Struggling
The thought I am about to express is something that I have been struggling with for a little while now. Every time I start to feel like I am really starting to belong here and have a full sense of peace about being here, some one with out fail will call me a crazy foreigner. I know that the way they say it is in jest, but it makes me all the more aware that ultimately i really don't belong here in the long term of things. I am going to have to go back to Canada at some point correct? Don't get me wrong, i love Canada and i consider myself proud to be Canada. It's just that for the first time in a really long time i feel like i have found a place where i can truly be myself and really explore where God wants me to go in life. This is the first place where i have had the opportunity to be truly independant from my family. Yes, i have lived on my own for long streaches at a time, but i've always been in the same city where i have some type of family connection living there as well. I've appreciated that, but there's something completely unique about living no where near any family at all and not even in the same country that gives you a greater sense of independance. For those of you who have never lived abroad before, it might be a little difficult to understand where I am coming from. I geuss i'm venting more than anything else right now, and i really shouldn't let stupid insignificant comments get to me like that, but they do.

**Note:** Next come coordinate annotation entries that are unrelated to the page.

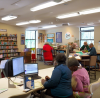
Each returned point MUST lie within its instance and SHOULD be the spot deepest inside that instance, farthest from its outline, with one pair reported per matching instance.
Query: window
(86, 34)
(30, 39)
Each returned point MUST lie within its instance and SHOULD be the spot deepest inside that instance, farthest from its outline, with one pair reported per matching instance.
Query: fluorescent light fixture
(68, 15)
(22, 23)
(7, 18)
(34, 21)
(51, 26)
(90, 11)
(46, 5)
(90, 23)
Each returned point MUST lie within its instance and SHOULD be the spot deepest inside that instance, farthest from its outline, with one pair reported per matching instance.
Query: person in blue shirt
(59, 85)
(92, 50)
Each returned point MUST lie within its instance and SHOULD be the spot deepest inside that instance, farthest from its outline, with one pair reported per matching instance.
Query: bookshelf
(55, 52)
(8, 45)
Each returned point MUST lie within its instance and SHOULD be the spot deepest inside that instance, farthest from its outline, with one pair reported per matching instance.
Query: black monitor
(14, 67)
(31, 68)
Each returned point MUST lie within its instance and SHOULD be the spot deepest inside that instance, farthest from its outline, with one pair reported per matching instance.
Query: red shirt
(48, 54)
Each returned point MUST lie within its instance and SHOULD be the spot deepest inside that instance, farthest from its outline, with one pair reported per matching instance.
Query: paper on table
(2, 65)
(3, 90)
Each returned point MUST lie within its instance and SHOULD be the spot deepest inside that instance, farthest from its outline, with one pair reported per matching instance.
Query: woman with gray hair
(80, 77)
(59, 85)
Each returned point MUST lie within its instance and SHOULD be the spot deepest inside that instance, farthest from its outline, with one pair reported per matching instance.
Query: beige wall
(72, 30)
(96, 37)
(14, 30)
(40, 45)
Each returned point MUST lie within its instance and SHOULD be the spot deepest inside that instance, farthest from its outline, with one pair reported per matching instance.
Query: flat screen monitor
(31, 68)
(18, 65)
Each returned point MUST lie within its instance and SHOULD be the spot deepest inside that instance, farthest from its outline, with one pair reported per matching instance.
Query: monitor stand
(11, 85)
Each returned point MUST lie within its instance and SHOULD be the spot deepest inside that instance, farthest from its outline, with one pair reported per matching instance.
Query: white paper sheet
(2, 65)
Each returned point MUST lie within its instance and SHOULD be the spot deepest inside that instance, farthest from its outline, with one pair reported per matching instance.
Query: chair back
(24, 95)
(94, 86)
(93, 60)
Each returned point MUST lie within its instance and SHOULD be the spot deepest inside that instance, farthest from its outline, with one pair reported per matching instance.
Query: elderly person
(73, 46)
(59, 85)
(80, 77)
(92, 50)
(85, 46)
(47, 52)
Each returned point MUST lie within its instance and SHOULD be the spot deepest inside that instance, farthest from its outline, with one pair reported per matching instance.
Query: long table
(19, 90)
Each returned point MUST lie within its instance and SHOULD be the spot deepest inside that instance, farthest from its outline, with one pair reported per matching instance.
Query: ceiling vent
(57, 0)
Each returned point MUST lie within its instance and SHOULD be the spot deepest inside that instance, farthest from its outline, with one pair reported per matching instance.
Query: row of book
(8, 47)
(10, 55)
(8, 43)
(8, 51)
(13, 35)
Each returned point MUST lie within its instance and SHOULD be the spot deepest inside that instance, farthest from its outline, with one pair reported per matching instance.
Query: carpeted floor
(96, 94)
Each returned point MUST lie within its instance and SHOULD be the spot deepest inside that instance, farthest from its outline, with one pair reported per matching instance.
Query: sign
(59, 37)
(3, 30)
(67, 35)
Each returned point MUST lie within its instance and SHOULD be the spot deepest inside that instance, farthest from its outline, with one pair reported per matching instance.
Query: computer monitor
(18, 65)
(31, 68)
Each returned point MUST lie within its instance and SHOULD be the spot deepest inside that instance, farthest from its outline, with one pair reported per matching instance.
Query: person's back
(82, 79)
(92, 51)
(47, 52)
(64, 86)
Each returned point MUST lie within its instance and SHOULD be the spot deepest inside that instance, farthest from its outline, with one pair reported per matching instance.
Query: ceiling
(21, 8)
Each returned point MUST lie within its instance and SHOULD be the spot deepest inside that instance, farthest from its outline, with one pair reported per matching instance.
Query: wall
(72, 30)
(40, 45)
(96, 37)
(14, 30)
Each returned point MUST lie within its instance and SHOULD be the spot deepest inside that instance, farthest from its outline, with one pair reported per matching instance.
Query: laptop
(31, 69)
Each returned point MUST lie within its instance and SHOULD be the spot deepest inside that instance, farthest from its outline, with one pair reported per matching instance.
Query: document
(2, 65)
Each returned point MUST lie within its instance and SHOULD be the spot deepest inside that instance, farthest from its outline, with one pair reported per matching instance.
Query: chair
(91, 65)
(92, 88)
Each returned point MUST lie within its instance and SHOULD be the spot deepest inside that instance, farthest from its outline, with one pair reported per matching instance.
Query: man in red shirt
(47, 52)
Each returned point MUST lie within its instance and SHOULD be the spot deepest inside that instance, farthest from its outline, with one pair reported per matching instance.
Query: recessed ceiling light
(68, 15)
(22, 23)
(7, 18)
(90, 11)
(34, 21)
(51, 26)
(46, 5)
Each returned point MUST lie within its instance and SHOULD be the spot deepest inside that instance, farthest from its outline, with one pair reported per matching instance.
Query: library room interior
(49, 48)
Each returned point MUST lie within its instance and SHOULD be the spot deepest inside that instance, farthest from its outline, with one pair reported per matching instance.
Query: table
(19, 90)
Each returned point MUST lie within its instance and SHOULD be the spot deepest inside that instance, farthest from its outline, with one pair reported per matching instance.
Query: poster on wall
(67, 35)
(22, 39)
(59, 37)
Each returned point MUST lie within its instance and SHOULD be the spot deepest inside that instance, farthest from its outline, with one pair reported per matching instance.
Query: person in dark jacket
(92, 50)
(59, 85)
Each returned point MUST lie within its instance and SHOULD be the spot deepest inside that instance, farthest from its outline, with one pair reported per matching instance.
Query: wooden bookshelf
(8, 46)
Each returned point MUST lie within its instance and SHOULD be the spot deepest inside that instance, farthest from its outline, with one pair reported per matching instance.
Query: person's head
(73, 64)
(91, 45)
(61, 58)
(73, 46)
(46, 43)
(85, 43)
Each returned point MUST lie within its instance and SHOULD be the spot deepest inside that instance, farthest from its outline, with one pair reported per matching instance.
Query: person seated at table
(59, 85)
(47, 52)
(73, 46)
(92, 50)
(85, 46)
(80, 77)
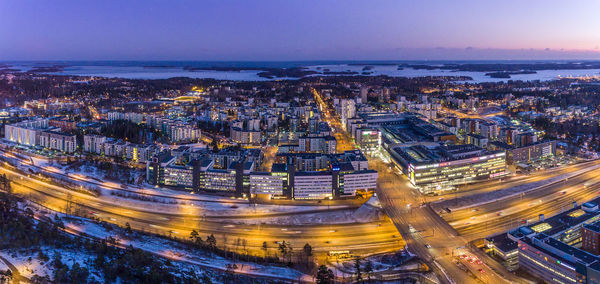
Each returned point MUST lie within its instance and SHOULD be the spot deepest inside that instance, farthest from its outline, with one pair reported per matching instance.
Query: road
(432, 239)
(382, 236)
(500, 216)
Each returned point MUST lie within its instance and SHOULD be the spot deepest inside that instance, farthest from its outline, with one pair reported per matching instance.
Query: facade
(532, 152)
(58, 141)
(357, 182)
(270, 184)
(93, 144)
(558, 249)
(590, 238)
(368, 139)
(313, 185)
(38, 133)
(242, 136)
(25, 132)
(440, 168)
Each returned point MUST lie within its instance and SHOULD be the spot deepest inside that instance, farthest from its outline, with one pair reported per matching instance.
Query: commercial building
(442, 167)
(560, 249)
(368, 139)
(313, 185)
(39, 133)
(293, 175)
(55, 140)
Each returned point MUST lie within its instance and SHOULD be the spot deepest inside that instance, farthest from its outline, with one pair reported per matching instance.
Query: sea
(170, 69)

Right now, i'm really trying to figure out if i should stay here through the summer and try and get a sports internship some where. I would love to work with a Christian organisation over here just to get the experience, but its all in God's hands. Maybe at a summer camp or something...just through the summer months i think. I'm going to wait until after the CSRM conference in April to apply for the working visa. I'm just really trying to enjoy where God has placed me for the time being and enjoying the new experiences that i come accross most days with living in a different country.
Blessings,
Jana
1 Comments:
We love you!
We want you to stay. You can be a tourist as much as you like, we won't hold it against you.